Sookie was also very, very overweight (weighed about 53lb and her appropriate weight is about 30-32). Many of you will remember the photos where she looked like this: 










But lots of off leash hikes and walks, and good (smaller portions of) food helped get her fit and trim again in no time. She's now a healthy 32lbs: 










Soon after she got home, I signed Sookie up for a CGC exam. Of course, she passed with flying colors: 










Then, a few months ago we took the TDI therapy dog test and passed it as well! 

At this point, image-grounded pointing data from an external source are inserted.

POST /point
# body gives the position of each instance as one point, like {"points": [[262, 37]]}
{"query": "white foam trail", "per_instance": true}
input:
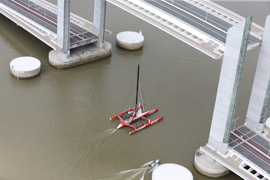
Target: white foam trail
{"points": [[131, 174]]}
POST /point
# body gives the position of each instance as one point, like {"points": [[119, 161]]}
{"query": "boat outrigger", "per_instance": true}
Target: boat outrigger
{"points": [[136, 117], [152, 164]]}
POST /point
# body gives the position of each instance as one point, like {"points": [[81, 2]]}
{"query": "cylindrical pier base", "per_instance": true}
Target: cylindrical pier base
{"points": [[25, 67], [209, 167], [170, 171], [130, 40]]}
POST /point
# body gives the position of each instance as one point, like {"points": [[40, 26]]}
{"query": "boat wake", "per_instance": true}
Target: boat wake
{"points": [[132, 174]]}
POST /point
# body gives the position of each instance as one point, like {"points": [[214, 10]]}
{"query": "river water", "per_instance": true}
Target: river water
{"points": [[57, 126]]}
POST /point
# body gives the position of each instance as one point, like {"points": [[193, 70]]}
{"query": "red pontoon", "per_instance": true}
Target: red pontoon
{"points": [[136, 117]]}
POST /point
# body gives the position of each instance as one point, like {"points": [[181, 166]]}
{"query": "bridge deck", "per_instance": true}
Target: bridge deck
{"points": [[40, 19], [249, 154], [201, 24]]}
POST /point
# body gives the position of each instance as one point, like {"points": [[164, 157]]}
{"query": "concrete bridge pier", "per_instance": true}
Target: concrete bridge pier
{"points": [[226, 99], [99, 19], [259, 99], [66, 57], [63, 27]]}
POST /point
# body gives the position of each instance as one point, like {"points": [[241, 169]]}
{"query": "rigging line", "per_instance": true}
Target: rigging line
{"points": [[142, 95]]}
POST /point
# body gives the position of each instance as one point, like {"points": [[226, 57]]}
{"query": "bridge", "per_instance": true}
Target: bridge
{"points": [[245, 150], [201, 24]]}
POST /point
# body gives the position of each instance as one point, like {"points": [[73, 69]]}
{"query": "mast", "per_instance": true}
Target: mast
{"points": [[137, 90]]}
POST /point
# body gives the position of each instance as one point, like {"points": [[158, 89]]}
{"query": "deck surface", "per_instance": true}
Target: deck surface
{"points": [[48, 19], [252, 146], [197, 17]]}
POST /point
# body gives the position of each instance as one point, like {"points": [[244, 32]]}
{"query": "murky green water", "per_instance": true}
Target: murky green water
{"points": [[54, 126]]}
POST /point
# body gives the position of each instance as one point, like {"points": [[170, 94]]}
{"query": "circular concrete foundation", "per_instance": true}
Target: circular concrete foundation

Last October, Sookie got her 3 passes toward her UKC Rally 1 title and one pass toward her Rally 2 title in a single show weekend, bringing home first place ribbons in all 4 classes entered. 



















She also earned 2 passes toward her BN obedience title and RN Rally title (AKC) in November, and we are hoping to finish those up in a couple weeks. Sookie has been in agility classes since August. She's graduated from beginner and intermediate and is now in a transitional advanced class. We hope to start trialing in agility in the next couple of months.


----------



## Sookster (Apr 11, 2011)

*Sookie Updates (cont.)*

Sookie also discovered the thrill of lure coursing. We have our first CAT tests this weekend and I am SUPER excited for her. She loves coursing and it will be a fun way to add a few more letters to the end of her name. 




























Sookie's biggest hurdle that we've been working hard to overcome since her return is a severe lack of confidence and sensitivity that wasn't present prior to her guide dog training. She did not handle the kennel environment well and that, combined with the intensity of the training really did a number on her. We've been taking training slowly, working on confidence building exercises, doing slow but deliberate exposures to new environments, doing lots of counter-conditioning with things that made her nervous, and overall just letting her learn to relax and enjoy life. I've seen a dramatic improvement in her confidence in the last 10 months. She still isn't where she was when I said goodbye to her at 18 months old, but I hope with time we will get there. Here are a few more photos for your visual enjoyment  



















and her absolute most favorite activity in the world, napping:


----------



## Chagall's mom (Jan 9, 2010)

*Sookster*: Poodle owners like, and stories like Sookie's, are what makes it so special to part of the PF community. _Thank you_ for being you, for contributing all you do to the world of dogs, and for sharing Sookie's unforgettably touching and wonderful story. And oh how I _love _the happy ending!! I look forward to future installments, more photos and videos! ~from a "Sookie and you" fan in New Jersey and her silver mpoo.


----------



## Carley's Mom (Oct 30, 2011)

Thank you for the update. She is doing so good, melts my heart.


----------



## Dallasminis (Feb 6, 2011)

She is doing so well and is SO beautiful now that you've got her weight right. Such a beautiful story...thanks for sharing all her accomplishments.


----------



## peppersb (Jun 5, 2011)

Sookster said:


> Sookie's biggest hurdle that we've been working hard to overcome since her return is a severe lack of confidence and sensitivity that wasn't present prior to her guide dog training. She did not handle the kennel environment well and that, combined with the intensity of the training really did a number on her. We've been taking training slowly, working on confidence building exercises, doing slow but deliberate exposures to new environments, doing lots of counter-conditioning with things that made her nervous, and overall just letting her learn to relax and enjoy life. I've seen a dramatic improvement in her confidence in the last 10 months. She still isn't where she was when I said goodbye to her at 18 months old, but I hope with time we will get there.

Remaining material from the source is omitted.